Likewise for every other mundane experience. There is electrical current coming out of my wall sockets when I plug things in, and I accept that as evidence that the wiring in my house is actually functional, and that it’s hooked up somewhere to a power supply, but I haven’t actually traced that wiring back to the (probably) coal plant that is generating electricity for me. The fact that my computer is working right now is evidence for something, sure, but the majority of the “things” that make it work are mostly assumptions on my part.

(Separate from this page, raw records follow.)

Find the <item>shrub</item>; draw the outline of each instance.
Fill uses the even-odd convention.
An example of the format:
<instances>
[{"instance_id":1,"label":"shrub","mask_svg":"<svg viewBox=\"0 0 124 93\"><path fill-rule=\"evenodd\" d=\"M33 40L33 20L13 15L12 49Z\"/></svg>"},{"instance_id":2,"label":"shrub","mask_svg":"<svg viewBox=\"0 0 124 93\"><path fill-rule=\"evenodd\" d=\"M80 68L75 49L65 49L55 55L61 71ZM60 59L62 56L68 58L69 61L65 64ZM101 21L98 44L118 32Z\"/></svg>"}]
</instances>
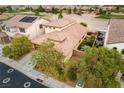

What I actually have is a consistent worldview built on a model I’ve tested on a few key points, and that seems to hold up well under most circumstances. That’s all any of us have. You can be a devout Catholic who believes in transubstantiation and the trinity and dead saviors rolling back stones, and you can say exactly the same thing — your model of the universe simply includes some fundamental assumptions mine doesn’t, and vice versa. You can even carry out the same logical process that I do with my wiring. You can say you’ve done spot checks of the pieces of your theology that matter to you now, and they hold up, but just as I haven’t visited the coal plant, you haven’t yet visited Heaven. You get satisfaction out of your weekly Mass, just as I’m happy with my house wiring and tooth-brushing, and that’s enough for now.
One difference, though, is that I’m a fan of testing my assumptions, mostly. We have this scientific method we use that allows us — even encourages us! — to examine and verify the stuff we don’t know, even if, to be perfectly honest, we can’t possibly examine everything. A scientist or a philosopher is going to inspect key assumptions now and then, and try to build better models of the world as they go, sometimes throwing out perfectly serviceable models, like religion, for others that get some, but never all, of the details better. Never lose sight of the fact that we’re all dealing in approximations, however, and most of what we think is true is actually simply consonant with our current model.
That’s one of the dangers of the kind of atheism held by the guy I took that quote from. It was taken from a conversation in which he actually refuses to consider evidence against his deeply held belief that women who accuse men of harassment are not trustworthy, and he offered up that statement as a testimony that his beliefs are all true, because as an atheist, he doesn’t believe in false things lacking in evidence. It’s a dangerously cocky dogmatism that far too many naive atheists support, where the fact that he has examined a few key points in his worldview (although, more likely, he’s had them handed to him when he read a book by Dawkins), means he has therefore verified all of his opinions with evidence. If he believes it, it must be a fact, because otherwise he wouldn’t believe it.
You’re supposed to practice this idea called epistemic humility. An awful lot of atheists seem to lack it.